I profiled some of the libigl code the other day and found a performance leak corresponding to the way I sometimes dealt with undirected edges. In a triangle mesh, each oriented triangle has three directed edges. It's sometimes useful to find other triangles with the same edges. So if my first triangle has an edge {i,j} I may want to find all other triangles who have either also an edge {i,j} or have the reverse edge {j,i}. The slow way of storing such a relationship is with a std::map or std::unordered_map. For example you might write,
std::map<std::pair<int,int>,std::vector<int>> edge_to_faces;
for each face f in F
{
for each edge {i,j} in F(f)
{
if(i<j)
{
edge_to_faces[make_pair<int,int>(i,j)].push_back(f);
}else
{
edge_to_faces[make_pair<int,int>(j,i)].push_back(f);
}
}
}
You can do slightly better using an std::unordered_map (aka hash map) and writing a compress(i,j) function which maps your {i,j} or {j,i} pair to a single number.

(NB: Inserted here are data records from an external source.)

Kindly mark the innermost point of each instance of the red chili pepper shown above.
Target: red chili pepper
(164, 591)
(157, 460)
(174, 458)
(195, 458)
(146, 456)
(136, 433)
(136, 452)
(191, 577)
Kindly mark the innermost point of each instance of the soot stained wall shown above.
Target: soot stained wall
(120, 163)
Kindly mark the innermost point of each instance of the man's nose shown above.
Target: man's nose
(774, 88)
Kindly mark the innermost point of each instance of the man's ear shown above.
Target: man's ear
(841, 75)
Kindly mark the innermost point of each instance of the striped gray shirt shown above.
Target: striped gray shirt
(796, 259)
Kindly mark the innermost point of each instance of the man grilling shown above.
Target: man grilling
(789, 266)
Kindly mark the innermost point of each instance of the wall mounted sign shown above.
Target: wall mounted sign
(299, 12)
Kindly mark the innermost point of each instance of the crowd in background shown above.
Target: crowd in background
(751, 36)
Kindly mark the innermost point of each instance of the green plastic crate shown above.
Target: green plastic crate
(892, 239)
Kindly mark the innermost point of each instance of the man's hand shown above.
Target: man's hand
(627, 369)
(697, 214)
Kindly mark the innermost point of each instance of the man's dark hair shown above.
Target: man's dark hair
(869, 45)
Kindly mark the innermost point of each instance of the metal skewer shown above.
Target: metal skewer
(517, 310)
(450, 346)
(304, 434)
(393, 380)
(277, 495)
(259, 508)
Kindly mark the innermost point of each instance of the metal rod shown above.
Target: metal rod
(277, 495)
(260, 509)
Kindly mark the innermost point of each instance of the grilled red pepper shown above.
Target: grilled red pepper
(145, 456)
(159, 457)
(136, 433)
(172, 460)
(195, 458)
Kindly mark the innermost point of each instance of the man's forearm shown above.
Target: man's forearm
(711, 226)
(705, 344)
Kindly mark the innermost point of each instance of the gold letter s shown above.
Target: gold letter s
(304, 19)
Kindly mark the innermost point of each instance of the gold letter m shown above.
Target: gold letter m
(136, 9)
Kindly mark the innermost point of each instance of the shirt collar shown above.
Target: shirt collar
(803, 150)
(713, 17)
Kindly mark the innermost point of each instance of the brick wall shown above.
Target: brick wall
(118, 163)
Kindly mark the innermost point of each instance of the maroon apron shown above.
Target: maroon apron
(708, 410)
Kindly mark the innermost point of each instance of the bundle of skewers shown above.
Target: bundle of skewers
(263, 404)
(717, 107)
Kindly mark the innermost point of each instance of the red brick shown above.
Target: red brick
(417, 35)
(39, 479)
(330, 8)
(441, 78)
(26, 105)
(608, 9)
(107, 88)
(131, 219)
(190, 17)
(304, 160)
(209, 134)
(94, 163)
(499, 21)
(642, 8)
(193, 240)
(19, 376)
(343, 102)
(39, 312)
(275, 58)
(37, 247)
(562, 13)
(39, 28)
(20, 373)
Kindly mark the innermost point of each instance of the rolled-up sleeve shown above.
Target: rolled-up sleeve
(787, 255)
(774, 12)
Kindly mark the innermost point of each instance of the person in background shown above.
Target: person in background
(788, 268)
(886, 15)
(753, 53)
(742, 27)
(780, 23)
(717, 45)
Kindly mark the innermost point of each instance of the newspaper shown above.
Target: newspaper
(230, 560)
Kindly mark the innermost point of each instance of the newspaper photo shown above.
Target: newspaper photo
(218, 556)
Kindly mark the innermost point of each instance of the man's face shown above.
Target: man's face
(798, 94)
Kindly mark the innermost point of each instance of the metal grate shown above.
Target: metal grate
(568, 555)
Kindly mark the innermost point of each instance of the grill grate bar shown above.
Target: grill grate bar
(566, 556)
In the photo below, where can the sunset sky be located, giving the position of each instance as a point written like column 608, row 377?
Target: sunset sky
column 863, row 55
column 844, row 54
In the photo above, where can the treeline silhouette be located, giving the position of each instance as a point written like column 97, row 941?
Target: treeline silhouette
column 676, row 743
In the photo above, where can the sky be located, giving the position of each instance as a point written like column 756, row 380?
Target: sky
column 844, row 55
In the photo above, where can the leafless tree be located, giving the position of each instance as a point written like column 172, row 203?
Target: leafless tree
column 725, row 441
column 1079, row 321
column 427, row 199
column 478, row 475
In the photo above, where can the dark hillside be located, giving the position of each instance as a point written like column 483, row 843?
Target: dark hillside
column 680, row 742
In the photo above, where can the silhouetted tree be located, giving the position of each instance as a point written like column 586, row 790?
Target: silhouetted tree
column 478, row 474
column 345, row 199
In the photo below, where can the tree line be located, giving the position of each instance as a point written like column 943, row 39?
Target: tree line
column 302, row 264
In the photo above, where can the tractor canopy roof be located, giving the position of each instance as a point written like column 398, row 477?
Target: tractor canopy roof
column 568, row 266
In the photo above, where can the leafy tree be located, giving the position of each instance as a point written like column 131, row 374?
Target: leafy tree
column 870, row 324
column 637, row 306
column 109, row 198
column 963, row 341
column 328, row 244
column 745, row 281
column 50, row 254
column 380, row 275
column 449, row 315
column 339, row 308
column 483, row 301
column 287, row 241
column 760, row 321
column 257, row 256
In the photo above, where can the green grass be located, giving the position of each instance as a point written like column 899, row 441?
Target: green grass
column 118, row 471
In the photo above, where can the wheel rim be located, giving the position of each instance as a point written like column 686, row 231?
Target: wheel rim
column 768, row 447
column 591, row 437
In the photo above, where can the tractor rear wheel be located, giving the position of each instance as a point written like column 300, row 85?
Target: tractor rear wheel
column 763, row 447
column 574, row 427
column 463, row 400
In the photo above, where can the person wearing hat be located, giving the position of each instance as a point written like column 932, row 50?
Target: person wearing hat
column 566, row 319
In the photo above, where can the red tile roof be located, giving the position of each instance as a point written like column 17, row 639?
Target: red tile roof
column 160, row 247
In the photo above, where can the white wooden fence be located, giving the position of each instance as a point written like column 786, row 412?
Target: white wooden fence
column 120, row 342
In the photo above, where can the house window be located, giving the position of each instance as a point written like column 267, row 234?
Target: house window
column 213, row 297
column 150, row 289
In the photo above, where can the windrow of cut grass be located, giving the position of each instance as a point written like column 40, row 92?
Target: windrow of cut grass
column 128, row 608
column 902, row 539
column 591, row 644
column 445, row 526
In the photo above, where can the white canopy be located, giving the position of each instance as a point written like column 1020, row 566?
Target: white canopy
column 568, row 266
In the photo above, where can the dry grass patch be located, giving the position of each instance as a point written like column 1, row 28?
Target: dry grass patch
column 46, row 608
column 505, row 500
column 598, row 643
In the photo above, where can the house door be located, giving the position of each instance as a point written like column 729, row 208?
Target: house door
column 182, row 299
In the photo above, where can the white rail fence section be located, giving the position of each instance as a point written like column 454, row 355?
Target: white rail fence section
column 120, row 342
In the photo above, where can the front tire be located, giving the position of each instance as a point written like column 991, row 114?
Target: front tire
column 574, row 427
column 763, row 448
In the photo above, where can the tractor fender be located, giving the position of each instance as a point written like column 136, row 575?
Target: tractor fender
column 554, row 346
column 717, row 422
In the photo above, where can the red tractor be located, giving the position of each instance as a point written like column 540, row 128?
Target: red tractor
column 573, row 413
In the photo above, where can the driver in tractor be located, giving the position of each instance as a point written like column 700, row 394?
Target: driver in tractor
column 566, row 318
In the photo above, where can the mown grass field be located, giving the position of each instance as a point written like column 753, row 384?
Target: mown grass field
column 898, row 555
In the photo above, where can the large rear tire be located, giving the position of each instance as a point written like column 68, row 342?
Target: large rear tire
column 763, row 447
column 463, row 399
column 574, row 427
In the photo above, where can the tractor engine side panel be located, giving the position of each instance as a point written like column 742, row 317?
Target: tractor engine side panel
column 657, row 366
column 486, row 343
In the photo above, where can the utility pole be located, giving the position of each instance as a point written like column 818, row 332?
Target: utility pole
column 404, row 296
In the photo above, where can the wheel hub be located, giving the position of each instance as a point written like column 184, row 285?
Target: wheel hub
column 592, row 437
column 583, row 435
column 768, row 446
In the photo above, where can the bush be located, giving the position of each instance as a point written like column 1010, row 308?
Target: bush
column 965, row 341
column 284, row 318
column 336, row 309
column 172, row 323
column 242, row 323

Turns out it's much faster to build and to use two arrays. One which maps each directed edge instance to a unique undirected edge and then an array for the data stored at each undirected edge. Libigl provides a way of getting this first array via the igl::unique_edge_map function:
igl::unique_edge_map(F,E,uE,EMAP,uE2E);
Then the previous example looks like:
std::vector<int,std::vector<int>> uedge_to_faces;
for each face f in F
{
for each cth edge {i,j} in F(f)
{
uedge_to_faces[EMAP(f+c*m)].push_back(f);
}
}
Storing EMAP and uedge_to_faces is technically more memory than just edge_to_faces, but not asymptotically more if the data we're storing for each undirected is O(#F), as is the case here. I think this boils down to memory access. The maps access is scattered but the array is contiguous. The price to build EMAP is a sort: O(m log m), but it can be down in place once and for all, where as the map needs to maintain a sort while building and conduct O(log m) searches when accessing.